After Frederick Eggerichs died, his second wife (Henrietta’s mother) married a Mr. Janssen. From this union came two daughters: Marie, who married Bernard Harms, and Meta, who married Abram Ketman. Meta came to America as a young woman and lived with the Henry Walvoord family before her marriage.
Henrietta Eggerichs’s parents both were sick at the same time. Her mother died first and her stepfather, Mr. Janssen, a few days later. They had one funeral. In Germany, the barn was part of the house, with a hall in between them. Their bodies were in the barn at the time of the funeral. Because Henrietta’s mother died first, the youngest two children got most of the property. Had her stepfather died first, she would have received most of the inheritance. Henrietta received five hundred dollars and none of the personal property. She was fifteen-years-old at the time and the relatives took complete charge and divided the property.

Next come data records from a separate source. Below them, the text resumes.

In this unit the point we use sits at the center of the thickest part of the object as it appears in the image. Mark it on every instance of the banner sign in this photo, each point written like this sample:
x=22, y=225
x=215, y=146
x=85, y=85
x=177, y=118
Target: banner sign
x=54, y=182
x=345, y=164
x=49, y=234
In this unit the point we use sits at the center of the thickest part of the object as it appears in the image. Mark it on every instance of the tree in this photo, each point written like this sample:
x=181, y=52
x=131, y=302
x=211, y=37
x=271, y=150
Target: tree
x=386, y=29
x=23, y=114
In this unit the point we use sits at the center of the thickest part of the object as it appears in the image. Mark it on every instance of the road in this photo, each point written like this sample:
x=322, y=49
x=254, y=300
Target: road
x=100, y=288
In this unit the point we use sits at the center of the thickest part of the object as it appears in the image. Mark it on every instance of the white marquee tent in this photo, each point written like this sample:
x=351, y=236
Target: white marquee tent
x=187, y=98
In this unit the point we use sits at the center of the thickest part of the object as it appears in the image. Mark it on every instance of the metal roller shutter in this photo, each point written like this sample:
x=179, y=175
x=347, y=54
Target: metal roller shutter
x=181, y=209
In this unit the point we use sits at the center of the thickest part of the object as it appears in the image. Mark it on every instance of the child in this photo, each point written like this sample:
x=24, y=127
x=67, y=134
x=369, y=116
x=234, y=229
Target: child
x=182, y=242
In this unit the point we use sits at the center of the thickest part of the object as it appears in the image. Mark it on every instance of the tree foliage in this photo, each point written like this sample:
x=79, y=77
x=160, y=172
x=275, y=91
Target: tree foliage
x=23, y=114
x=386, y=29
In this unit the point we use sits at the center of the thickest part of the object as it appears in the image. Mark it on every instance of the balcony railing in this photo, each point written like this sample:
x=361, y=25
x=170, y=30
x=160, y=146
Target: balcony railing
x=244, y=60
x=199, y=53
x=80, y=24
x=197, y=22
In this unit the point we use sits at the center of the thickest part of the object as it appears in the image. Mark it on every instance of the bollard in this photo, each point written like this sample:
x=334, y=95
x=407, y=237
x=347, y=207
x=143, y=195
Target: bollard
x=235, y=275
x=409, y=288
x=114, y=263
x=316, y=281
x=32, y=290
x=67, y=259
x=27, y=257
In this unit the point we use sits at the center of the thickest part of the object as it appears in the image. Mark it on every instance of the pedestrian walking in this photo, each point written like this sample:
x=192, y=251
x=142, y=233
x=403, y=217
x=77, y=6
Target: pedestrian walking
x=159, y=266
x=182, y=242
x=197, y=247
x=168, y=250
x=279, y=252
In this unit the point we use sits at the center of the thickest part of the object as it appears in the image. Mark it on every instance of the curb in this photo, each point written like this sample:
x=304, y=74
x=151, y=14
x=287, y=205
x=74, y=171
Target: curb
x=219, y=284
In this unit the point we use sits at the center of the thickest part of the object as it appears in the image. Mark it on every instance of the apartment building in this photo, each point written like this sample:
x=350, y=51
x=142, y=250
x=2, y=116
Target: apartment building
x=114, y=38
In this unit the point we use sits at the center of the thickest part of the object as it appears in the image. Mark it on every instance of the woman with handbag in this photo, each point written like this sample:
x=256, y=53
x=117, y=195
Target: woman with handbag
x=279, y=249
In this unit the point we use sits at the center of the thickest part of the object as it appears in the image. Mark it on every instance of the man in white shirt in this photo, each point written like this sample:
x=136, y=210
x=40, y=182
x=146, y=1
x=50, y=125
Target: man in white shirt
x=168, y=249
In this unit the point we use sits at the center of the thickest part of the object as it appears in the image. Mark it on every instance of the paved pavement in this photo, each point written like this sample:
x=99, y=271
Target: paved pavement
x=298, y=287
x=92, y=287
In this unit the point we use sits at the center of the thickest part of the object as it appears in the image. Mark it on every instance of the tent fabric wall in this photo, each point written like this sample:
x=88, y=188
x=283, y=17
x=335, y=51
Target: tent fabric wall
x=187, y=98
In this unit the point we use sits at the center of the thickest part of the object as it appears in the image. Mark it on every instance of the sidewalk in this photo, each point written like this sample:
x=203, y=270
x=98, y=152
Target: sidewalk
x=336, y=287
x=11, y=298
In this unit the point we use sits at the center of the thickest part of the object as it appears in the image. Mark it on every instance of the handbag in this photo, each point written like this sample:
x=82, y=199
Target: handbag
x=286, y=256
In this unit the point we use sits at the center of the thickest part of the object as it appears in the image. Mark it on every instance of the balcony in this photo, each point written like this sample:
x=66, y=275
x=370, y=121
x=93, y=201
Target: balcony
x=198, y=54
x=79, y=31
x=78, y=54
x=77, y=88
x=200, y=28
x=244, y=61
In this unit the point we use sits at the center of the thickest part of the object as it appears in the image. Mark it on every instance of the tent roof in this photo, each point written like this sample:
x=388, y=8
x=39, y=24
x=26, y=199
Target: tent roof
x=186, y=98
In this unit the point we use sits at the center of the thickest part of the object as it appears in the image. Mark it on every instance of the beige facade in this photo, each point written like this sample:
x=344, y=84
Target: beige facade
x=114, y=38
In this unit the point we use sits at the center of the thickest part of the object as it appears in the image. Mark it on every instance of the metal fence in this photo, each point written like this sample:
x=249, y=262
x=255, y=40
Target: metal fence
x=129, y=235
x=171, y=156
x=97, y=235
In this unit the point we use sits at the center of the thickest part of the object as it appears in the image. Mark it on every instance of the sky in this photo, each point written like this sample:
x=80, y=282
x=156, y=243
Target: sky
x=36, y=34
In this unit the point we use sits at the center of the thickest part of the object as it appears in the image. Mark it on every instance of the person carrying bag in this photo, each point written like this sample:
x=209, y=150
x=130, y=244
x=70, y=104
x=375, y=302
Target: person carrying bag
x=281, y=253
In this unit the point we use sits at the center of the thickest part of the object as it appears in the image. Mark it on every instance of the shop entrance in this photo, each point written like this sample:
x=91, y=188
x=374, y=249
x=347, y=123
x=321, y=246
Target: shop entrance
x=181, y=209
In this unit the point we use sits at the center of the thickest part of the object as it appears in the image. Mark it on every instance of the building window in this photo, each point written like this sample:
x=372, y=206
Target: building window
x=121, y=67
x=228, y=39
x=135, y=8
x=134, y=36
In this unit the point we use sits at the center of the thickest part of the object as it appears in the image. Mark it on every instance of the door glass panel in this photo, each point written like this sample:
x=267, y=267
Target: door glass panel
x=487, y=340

Later Henrietta wrote for a remembrance and her aunt sent her a silver spoon. Marie and Meta (then three-years-old) lived with an aunt and uncle who had no children. That family had money. Henrietta lived with relatives for a while. She worked for a farmer afterwards.
Henrietta attended a parochial Lutheran school in Germany. She was the best writer in her school room. Because of this, she received a special seat in the room.
At the age of twenty, in May 1865, Henrietta came alone to America and went to live with Aunt and Uncle Janssen who lived in Sheboygan County near Gibbsville. She sailed from Bremen to New York.
Later she did housework near Cedar Grove. She was considered the best-dressed woman around. Everything in America at the time was in the pioneer stage. Woman wore cotton dresses and wooden shoes when going to church or parties. Men wore overalls. People wore homespun clothes and home-tailored suits. People knit their own stockings and mittens.
Henrietta didn’t fall in love with Henry Walvoord when she first saw him. But she married him on December 5, 1866. She was twenty-one-years-old at the time.
She learned to speak Dutch and usually spoke a mixture of Dutch and some German. She never learned to speak English fluently. The church services were in Dutch and the Dutch language was supreme in the early days. In her later years, she attended English church services. The older children in the family learned some Dutch but the younger ones knew very little Dutch.
Henrietta learned a recipe for bread dumplings from her mother:
2 cups bread (white or whole wheat); 1 1/2 cups water; 1/4 tsp. nutmeg; 1/2 tsp. salt; 3 tbs. flour. Take wheat bread (dry or fresh). Pour boiling water on it to soak and boil until fine. Then sift in wheat flour and stir until thick. Put in salt and nutmeg to taste. Take off stove and when cold stir in beaten egg. Drop into boiling soup by spoonfuls and let boil until done. Do not look at dumplings until done—leave cover on. Takes about 12 to 15 minutes.
On Sunday, March 11, 1928, Louise and her mother Henrietta made the dumplings together. Henrietta Elise Walvoord died on February 5, 1929 at the age of eighty-four.